Apesar da queda dos preços do petróleo, segundo o Banco Mundial, a produção teve um aumento de 5,7% em 2015, comparativamente a um declínio de cerca de 2,6% em 2014.
-O grande problema é que Angola tem uma capacidade de produção muito fraca. Nos anos em que o barril estava acima dos 100 dólares, Angola não investiu na capacidade de exploração; investiu em consumo – criticou o economista.
Dados do Banco Mundial lembram que o preço médio do petróleo bruto de Angola era de USD 104 no terceiro trimestre de 2014, tendo caído para USD 85 no quarto trimestre. A produção de petróleo de Angola oscilou em torno de 1,7 milhões bps/dia nos últimos cinco anos, enquanto a meta de longo prazo é de 2 milhões bps/dia. Depois de ter atingido o pico em 2010 – 1 786 milhões bps/dia –, a produção caiu ligeiramente para 1 660 milhões bps/dia em 2014.
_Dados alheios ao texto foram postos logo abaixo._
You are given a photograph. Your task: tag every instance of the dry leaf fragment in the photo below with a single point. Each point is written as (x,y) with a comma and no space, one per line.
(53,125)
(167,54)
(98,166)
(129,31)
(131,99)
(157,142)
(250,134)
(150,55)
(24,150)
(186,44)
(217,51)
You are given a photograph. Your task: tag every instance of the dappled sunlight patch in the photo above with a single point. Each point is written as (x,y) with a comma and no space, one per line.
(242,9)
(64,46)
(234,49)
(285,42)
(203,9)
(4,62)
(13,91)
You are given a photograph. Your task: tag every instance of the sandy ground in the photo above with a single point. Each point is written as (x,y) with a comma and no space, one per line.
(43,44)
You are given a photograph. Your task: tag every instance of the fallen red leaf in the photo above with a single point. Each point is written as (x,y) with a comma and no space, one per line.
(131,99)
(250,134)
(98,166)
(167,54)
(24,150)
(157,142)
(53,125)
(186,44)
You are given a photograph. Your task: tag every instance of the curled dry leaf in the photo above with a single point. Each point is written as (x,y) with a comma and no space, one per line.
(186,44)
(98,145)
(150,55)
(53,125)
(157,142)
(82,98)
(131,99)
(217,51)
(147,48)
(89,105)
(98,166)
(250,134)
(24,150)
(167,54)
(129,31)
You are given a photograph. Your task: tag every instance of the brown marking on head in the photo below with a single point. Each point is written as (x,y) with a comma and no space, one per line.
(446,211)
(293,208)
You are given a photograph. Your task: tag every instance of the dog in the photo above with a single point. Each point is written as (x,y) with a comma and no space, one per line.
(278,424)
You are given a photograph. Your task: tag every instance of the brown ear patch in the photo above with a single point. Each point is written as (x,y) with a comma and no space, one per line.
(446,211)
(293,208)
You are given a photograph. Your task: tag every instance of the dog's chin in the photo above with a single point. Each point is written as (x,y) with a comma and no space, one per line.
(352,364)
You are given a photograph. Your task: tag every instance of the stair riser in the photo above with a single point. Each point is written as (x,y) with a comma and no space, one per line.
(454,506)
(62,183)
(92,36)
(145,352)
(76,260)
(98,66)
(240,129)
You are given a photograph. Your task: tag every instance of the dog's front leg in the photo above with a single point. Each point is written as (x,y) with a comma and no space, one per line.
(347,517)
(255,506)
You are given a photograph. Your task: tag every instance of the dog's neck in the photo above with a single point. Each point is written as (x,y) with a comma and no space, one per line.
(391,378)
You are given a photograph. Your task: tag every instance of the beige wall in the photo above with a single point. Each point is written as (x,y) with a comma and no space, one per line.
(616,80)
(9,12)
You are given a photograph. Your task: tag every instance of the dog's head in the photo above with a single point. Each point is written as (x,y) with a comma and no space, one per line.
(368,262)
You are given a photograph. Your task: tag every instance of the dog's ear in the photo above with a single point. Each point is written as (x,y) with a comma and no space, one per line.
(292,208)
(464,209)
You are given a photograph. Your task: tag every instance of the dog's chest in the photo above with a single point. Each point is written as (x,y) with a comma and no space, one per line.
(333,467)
Angola e Nigéria são os países que mais produzem petróleo na África. Nos últimos meses, os angolanos ultrapassaram a exploração dos nigerianos. Atualmente, a produção angolana está em 1,7 milhão de barris por dia.
– Essa crise que reflete na alta da inflação também pode ser vista no Gabão, na Nigéria, Guiné Equatorial… Esse é o caso comum de todo o pais africano que não investe na capacidade industrial – destacou o economista.
Outra fonte de divisas do país vem do diamante, mas, em Angola, segundo o economista, o problema é que mais de 40% dos diamantes desaparecem do sistema, nem tudo passa pelo Estado. Jorge diz que apenas 300 milhões de dólares são declarados, mas acredita-se que a exploração gere mais de 800 milhões de dólares.
O governo, por meio do Ministério das Finanças, decretou, recentemente, a redução dos preços, mas o cenário continua o mesmo. Na semana passada, o presidente angolano José Eduardo dos Santos exigiu que o Banco Nacional de Angola (BNA) encontre soluções para resolver as dificuldades financeiras no país. Apesar da forte crise, há pouca mobilização por parte da população. Isso porque, segundo Roberto, todos estão com medo de se manifestarem porque o atual regime persegue, reprime e até mata quem fala mal.
– O Banco Central não tem capacidade de comprar dólares para atender a demanda local. A emissão de notas só pode ser feita em moeda local, mas quando um banco emite notas sem produtividade, ele cria uma mega inflação, A única solução, nesse momento, que consigo enxergar será ir até o FMI pedir um empréstimo, mas o FMI pediu exigências que não foram cobertas pelo governo angolano – completou o economista Divua.